Blocked P Wave Long After a SVEB

Report:

Sinus rhythm 79/min

First degree AV block

PR 0.24”

SVEB (Atrial premature beat)

Scond degree AV block, unspecified

Nonspecific ST/T changes

Post-ectopic ST/T changes, postponed

Comment:

Is it significant that the unexpectedly blocked P wave is in the cycle after the one containing the SVEB? Yes: it illustrates basic electrophysiology.The refractoriness of any part of the conduction system is proportional to the length of the preceding cycle. The commonest expression of this is long-short cycle sequence resulting in RBBB, as in Ashman’s phenomenon in AF. The one here is rare: AV block pushed from first degree to complete block due to the pause engendered by the SVEB. The SVEB is atrial in shape and long P’R interval.

Or, a coincidence? AV block out of thin air? Well, below (Fig 151a, 151b) are four more instances of the same phenomenon. This patient had a first degree AV block to start with, a rather sinister finding in aortic endocarditis. It is associated with ring abscesses spreading to involve the AV node97.

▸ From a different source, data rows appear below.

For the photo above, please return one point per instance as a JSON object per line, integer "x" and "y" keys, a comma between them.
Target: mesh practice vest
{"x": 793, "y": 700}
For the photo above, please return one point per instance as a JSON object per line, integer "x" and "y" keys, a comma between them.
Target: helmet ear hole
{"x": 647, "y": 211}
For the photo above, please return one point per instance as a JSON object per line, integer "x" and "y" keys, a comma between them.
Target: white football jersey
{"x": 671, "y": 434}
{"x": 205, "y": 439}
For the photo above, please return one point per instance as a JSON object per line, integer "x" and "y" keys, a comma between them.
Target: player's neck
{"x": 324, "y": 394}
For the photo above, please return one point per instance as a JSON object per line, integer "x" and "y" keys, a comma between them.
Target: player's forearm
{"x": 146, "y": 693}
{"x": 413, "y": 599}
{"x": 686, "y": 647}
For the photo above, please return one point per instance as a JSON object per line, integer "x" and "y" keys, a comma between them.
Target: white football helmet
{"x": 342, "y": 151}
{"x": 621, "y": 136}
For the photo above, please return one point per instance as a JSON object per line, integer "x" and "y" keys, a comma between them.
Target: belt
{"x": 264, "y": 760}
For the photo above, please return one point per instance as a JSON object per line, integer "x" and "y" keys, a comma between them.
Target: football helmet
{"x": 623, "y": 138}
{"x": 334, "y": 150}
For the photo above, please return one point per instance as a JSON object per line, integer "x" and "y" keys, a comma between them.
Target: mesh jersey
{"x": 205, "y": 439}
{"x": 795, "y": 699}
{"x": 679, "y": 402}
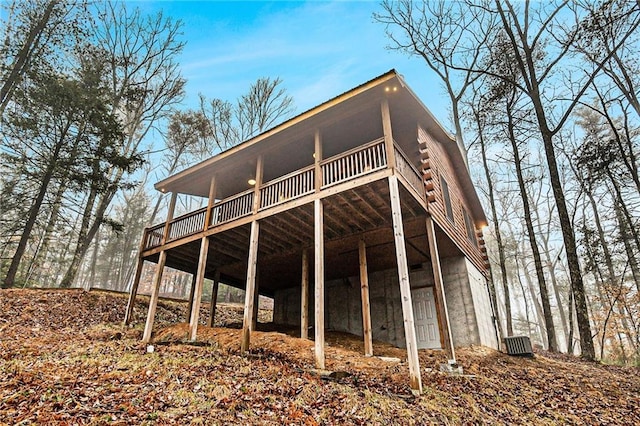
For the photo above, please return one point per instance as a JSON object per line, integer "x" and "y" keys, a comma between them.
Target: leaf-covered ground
{"x": 65, "y": 358}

Further two pages, from a 77 year old woman, show SVEBs with equally peculiar consequences: immediate block of the next sinus P wave, with two escape beats, perhaps from the distal left bubdle branch (they look like RBBB, whereas the conducted supraventricular beats are all LBBB). There are a few examples in this Library of VEBs doing this, but this is the only one I know of involving SVEBs. The explanation is rather vague and speculative: reentry within the junctional region making it refractory for the next sinus P wave. The PR intervals are somewhat variable throughout the recordings; multiple explanations could be adduced for that (but not here). Pseudoblock is the most likely.